Boozing dockworkers lose appeal
Two dockworkers, who were health and safety representatives, were fired for taking part in an eight-hour booze-up just months after a liquor ban had been imposed.
Henry Nee Nee and Andy Nathan took their case against former employers C3 Ltd to the Employment Relations Authority arguing they were unjustifiably sacked and discriminated against but the authority disagreed.
In September 2011 during a drinking session on C3 premises, an employee was punched in the side of the head and rolled to the bottom of some stairs.
As a result, manager of the Auckland business Ronald Neil told all workers alcohol was not to be brought on to or consumed on the premises.

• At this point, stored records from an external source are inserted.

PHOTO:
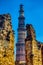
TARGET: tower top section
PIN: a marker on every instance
(21, 8)
(21, 12)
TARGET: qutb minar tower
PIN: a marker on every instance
(20, 46)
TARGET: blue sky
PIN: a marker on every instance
(33, 14)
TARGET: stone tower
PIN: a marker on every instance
(20, 46)
(33, 47)
(6, 40)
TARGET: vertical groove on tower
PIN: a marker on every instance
(20, 46)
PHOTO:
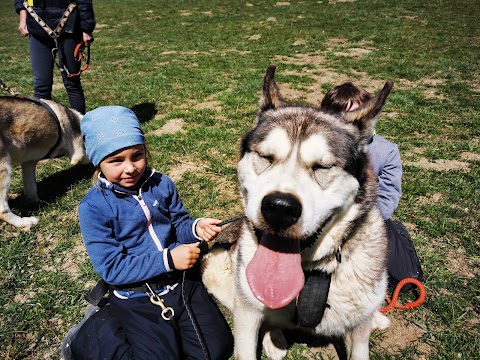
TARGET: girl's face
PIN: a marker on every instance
(125, 167)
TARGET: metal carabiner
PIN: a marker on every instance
(167, 311)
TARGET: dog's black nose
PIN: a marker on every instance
(281, 210)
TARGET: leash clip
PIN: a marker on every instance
(167, 311)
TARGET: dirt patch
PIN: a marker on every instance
(434, 199)
(353, 52)
(171, 127)
(402, 334)
(440, 165)
(458, 263)
(183, 166)
(210, 104)
(470, 156)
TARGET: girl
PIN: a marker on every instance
(143, 243)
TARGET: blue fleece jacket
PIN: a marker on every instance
(128, 233)
(387, 165)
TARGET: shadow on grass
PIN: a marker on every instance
(51, 188)
(316, 341)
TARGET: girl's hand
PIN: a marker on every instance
(206, 229)
(185, 256)
(22, 25)
(87, 38)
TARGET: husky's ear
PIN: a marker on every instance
(271, 97)
(365, 117)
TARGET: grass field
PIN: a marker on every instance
(192, 70)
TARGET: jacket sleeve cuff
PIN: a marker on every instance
(194, 226)
(168, 260)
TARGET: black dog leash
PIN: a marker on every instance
(228, 221)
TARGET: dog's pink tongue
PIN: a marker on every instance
(275, 273)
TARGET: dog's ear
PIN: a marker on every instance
(365, 117)
(271, 97)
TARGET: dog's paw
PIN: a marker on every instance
(380, 321)
(274, 345)
(24, 223)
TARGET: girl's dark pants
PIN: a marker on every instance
(43, 66)
(134, 329)
(403, 260)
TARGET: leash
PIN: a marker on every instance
(55, 35)
(7, 88)
(228, 221)
(392, 303)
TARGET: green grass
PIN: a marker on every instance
(203, 62)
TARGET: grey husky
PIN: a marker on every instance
(31, 130)
(310, 253)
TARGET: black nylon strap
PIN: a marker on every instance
(96, 295)
(312, 300)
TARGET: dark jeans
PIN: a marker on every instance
(43, 67)
(134, 329)
(403, 261)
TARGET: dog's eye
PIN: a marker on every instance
(316, 167)
(268, 158)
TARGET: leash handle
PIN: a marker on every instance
(392, 303)
(228, 221)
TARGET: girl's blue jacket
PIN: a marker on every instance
(128, 233)
(387, 165)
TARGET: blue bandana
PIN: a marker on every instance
(108, 129)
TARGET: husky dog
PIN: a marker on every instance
(310, 253)
(31, 130)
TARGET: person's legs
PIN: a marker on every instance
(202, 325)
(100, 337)
(73, 85)
(403, 261)
(149, 335)
(42, 66)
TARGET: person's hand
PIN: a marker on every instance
(207, 229)
(185, 256)
(22, 24)
(88, 38)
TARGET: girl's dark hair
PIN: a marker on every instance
(342, 97)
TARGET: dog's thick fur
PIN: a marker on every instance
(27, 133)
(308, 190)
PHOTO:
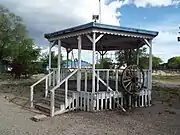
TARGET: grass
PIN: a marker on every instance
(175, 79)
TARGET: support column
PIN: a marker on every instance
(50, 59)
(138, 55)
(150, 66)
(79, 64)
(59, 62)
(102, 57)
(93, 62)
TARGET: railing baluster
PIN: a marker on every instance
(85, 80)
(54, 78)
(31, 97)
(46, 87)
(66, 90)
(117, 80)
(97, 81)
(107, 79)
(52, 104)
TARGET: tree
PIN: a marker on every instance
(129, 56)
(174, 62)
(106, 62)
(15, 43)
(156, 61)
(54, 59)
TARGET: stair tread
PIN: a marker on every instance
(57, 101)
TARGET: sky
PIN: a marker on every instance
(45, 16)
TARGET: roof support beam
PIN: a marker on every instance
(147, 42)
(96, 39)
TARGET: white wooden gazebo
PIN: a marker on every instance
(96, 93)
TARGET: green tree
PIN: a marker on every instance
(174, 62)
(15, 43)
(156, 61)
(54, 59)
(106, 62)
(129, 56)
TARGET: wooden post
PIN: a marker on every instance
(59, 61)
(50, 63)
(138, 55)
(52, 104)
(150, 66)
(31, 97)
(79, 64)
(93, 62)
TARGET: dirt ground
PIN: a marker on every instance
(163, 118)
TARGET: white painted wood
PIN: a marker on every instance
(73, 98)
(46, 87)
(106, 100)
(150, 67)
(79, 64)
(81, 97)
(98, 38)
(88, 98)
(102, 105)
(114, 100)
(54, 76)
(118, 97)
(59, 61)
(104, 84)
(66, 92)
(130, 100)
(93, 63)
(97, 102)
(107, 79)
(110, 100)
(84, 107)
(89, 38)
(97, 81)
(122, 98)
(31, 97)
(102, 31)
(143, 98)
(150, 98)
(50, 62)
(117, 80)
(52, 104)
(85, 81)
(92, 102)
(77, 100)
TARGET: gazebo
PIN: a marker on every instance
(96, 89)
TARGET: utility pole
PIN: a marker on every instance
(99, 11)
(178, 38)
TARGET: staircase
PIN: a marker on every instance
(44, 104)
(56, 99)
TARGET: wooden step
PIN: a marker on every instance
(58, 97)
(47, 101)
(44, 108)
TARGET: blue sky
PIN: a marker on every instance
(44, 16)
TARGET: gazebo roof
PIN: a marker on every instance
(115, 37)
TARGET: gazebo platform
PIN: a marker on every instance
(94, 89)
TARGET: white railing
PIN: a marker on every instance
(48, 80)
(65, 80)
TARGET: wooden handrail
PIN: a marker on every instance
(41, 79)
(53, 89)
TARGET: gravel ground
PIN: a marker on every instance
(160, 119)
(156, 120)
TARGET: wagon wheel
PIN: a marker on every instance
(132, 79)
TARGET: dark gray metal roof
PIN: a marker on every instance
(101, 26)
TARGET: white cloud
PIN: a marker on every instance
(153, 3)
(42, 16)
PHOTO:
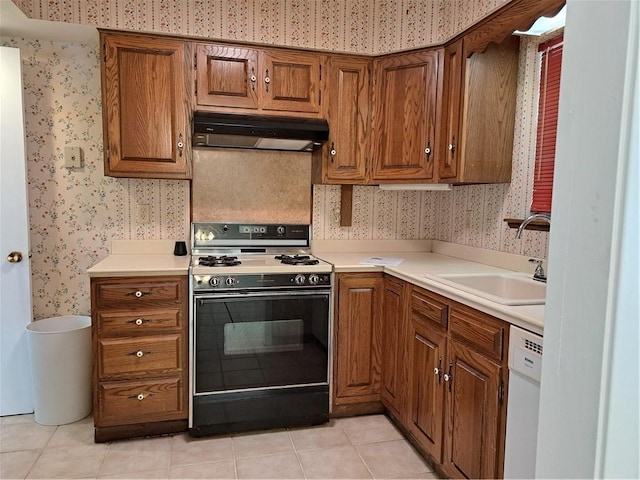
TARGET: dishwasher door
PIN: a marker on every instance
(525, 362)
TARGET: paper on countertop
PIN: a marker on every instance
(382, 261)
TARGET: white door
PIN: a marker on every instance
(15, 272)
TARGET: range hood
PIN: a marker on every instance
(258, 132)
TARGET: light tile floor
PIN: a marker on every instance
(358, 447)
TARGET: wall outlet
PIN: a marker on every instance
(142, 214)
(73, 157)
(467, 218)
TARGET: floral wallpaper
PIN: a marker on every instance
(357, 26)
(75, 213)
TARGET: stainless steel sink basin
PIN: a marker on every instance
(504, 288)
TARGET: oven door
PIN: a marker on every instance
(259, 360)
(260, 340)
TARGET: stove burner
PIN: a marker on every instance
(221, 261)
(297, 259)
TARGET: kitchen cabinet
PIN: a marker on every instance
(458, 376)
(478, 113)
(344, 158)
(357, 341)
(139, 339)
(241, 79)
(404, 117)
(394, 357)
(146, 106)
(427, 349)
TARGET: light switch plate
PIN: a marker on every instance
(73, 157)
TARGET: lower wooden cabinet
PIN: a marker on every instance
(458, 376)
(140, 339)
(394, 354)
(437, 366)
(356, 347)
(427, 352)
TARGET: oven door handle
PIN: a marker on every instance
(269, 294)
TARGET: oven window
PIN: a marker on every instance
(260, 341)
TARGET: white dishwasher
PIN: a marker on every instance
(525, 362)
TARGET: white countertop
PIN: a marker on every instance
(415, 266)
(153, 258)
(140, 265)
(141, 258)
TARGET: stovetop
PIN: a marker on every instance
(257, 264)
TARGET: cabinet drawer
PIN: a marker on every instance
(131, 356)
(129, 292)
(485, 333)
(427, 306)
(134, 402)
(138, 321)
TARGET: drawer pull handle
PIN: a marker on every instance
(138, 293)
(139, 353)
(448, 377)
(140, 396)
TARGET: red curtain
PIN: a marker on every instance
(547, 124)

Text messages were sent to employees, posters put up around the wharf and the health and safety committee discussed the matter, while both Nee Nee and Nathan were present.
On February 3, a female employee found several beer boxes and empty bottles in a bin and alerted management.
Neil confronted a staff member who confirmed to him a group had been fishing on the wharf and had then had a drinking session in the locker room.
He confirmed Nee Nee and Nathan were part of the group.
Baz Pritchard, a general manager, was drafted in to undertake an investigation but when he spoke to the two senior employees they denied being part of the impromptu party.
Nee Nee said he was drinking ginger beer and at a disciplinary hearing Nathan also said that was the extent of his involvement.
However, one of their colleagues definitively told Pritchard: "We were all on the piss."
During his investigation he found the six people involved had drunk about 66 bottles of beer over an eight-hour period and Nee Nee and Nathan appeared to have driven home afterwards.
At disciplinary meetings towards the end of March the pair maintained their innocence but after meeting union officials they confessed their involvement, while at the same time minimising their role in the booze binge.
On April 10 Nee Nee and Nathan were officially dismissed and at a recent hearing the Employment relations Authority deemed their actions were justified.
The authority disagreed with the men that they had been discriminated against, saying C3 were within their rights to make examples of the health and safety representatives.